Dijo «negociante», y no «traficante».

—Veía en la televisión a políticos dándoselas de puros y ejemplares, cuando la víspera yo les había entregado su nueva provisión. Jóvenes famosillos de la televisión, grandes industriales, banqueros. ¿De verdad hace falta que te lo cuente, Bart? Tú eres periodista. ¿Por qué te crees que me ha ido bien?

No contesté.

—Pues por eso. Tu padre solía decirnos que el conocimiento era poder, y tenía mucha razón. Y tener conocidos es tener todavía más poder.

—¿Y ahora?

—Ahora se acabó. Mi nombre ha aparecido en los periódicos, así que estoy contaminado. Ahora solo me espera un descenso en el escalafón; solo podría dedicarme al negocio común, y no quiero hacerlo. Es algo ordinario. Y, además, tampoco lo necesito. De hecho, me sentí aliviado de tener que ponerle punto y final.

—¿Qué vas a hacer ahora?

—Tal vez me dedique a los coches de época. Viejos Peugeot y Citroën. Tengo cuatro aparcados en una nave en las afueras de la ciudad. Darle un poco a la mecánica y luego sentarme dentro. En los coches hueles el pasado ¿sabes? Tengo un Tiburón de 1968, y te juro que allí dentro puedes sentir el olor de nuestro parvulario.

—¡Qué placer!

—Y leo libros sobre poesía y filosofía medievales. Voy a subastas de incunables. ¿Sabes lo que es un incunable? ¿Te acuerdas de la biblioteca de la iglesia de Walburgis, con esos libros atados con cadenas? Íbamos con la clase una vez al año. Ya entonces me parecía interesantísimo.

—¡André, capullo! Que te pasabas todo el rato tirando de esas cadenas. Los volvías locos a todos.

Se rio:

—Eso era para hacerme el machote. Ven.

En su despacho había un escritorio clásico inglés. Las librerías que ocupaban tres de las paredes estaban casi llenas. En la cuarta pared colgaba una fotografía en la que se nos veía a los seis, en la cima del Mont Ventoux. Se dirigió hacia la fotografía y apuntó hacia Peter.

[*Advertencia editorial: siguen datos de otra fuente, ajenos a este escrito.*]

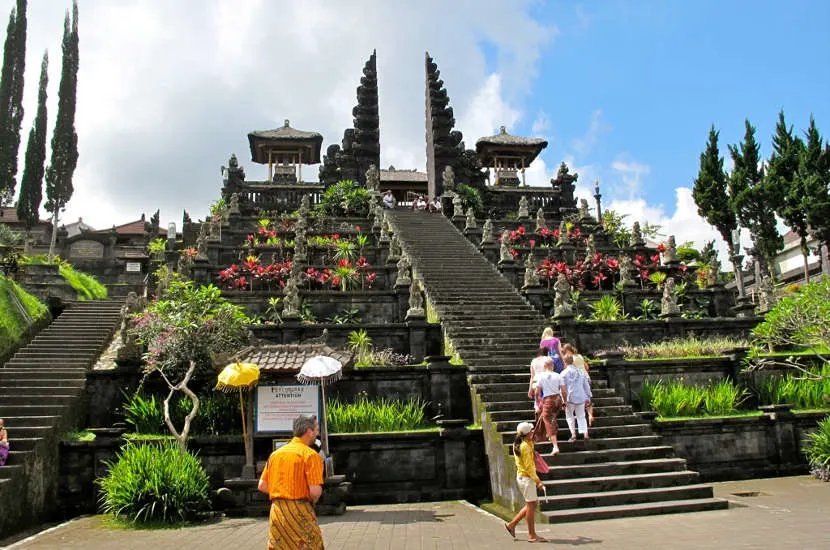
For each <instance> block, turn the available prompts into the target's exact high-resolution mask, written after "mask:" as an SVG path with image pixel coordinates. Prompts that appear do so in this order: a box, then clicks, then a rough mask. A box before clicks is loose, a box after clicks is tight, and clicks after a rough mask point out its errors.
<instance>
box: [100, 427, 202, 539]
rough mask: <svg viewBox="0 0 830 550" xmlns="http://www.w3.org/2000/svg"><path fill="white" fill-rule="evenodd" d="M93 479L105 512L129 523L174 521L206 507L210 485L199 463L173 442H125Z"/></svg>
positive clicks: (199, 513)
mask: <svg viewBox="0 0 830 550" xmlns="http://www.w3.org/2000/svg"><path fill="white" fill-rule="evenodd" d="M107 466H108V467H109V473H108V474H107V475H106V476H105V477H103V478H99V479H98V480H97V483H98V484H99V485H100V487H101V497H100V503H101V509H102V510H103V511H104V513H108V514H112V515H114V516H115V517H117V518H121V519H124V520H126V521H128V522H130V523H147V522H156V521H158V522H163V523H175V522H180V521H187V520H191V519H194V518H195V517H197V515H198V514H200V513H203V512H206V511H208V510H209V509H210V500H209V499H208V494H209V490H210V483H209V481H208V476H207V473H206V472H205V469H204V467H202V464H201V462H199V459H198V458H196V457H195V456H194V455H192V454H191V453H189V452H188V451H186V450H183V449H182V448H181V447H179V446H178V445H177V444H176V443H174V442H172V441H162V442H159V443H152V444H146V443H145V444H132V443H128V444H127V445H125V446H124V447H123V448H122V449H121V453H120V454H119V455H118V460H117V461H116V462H115V463H107Z"/></svg>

—Ya ha sido señalado, pero él todavía no lo sabe. Lo veré coronar la cima del Ventoux, luego tendré que llevarlo a Bakú.

—A Carpentras.

—No rima.

Acaricié con un dedo la cara de Peter.


[11] Bartje: diminutivo cariñoso de Bart.

[12] Dré: diminutivo de André.

[13] Gispen: fabricante y vendedor de mobiliario neerlandés con más de cien años de historia. La empresa fue fundada en Róterdam por el diseñador industrial W.H. Gispen en 1916. Fue el primer fabricante en serie de muebles de tubo de acero en los Países Bajos.

Jacobsen: se trata del célebre arquitecto y diseñador industrial danés Arne Jacobsen (1902-1971), muchos de cuyos diseños se han convertido en iconos del diseño del siglo XX.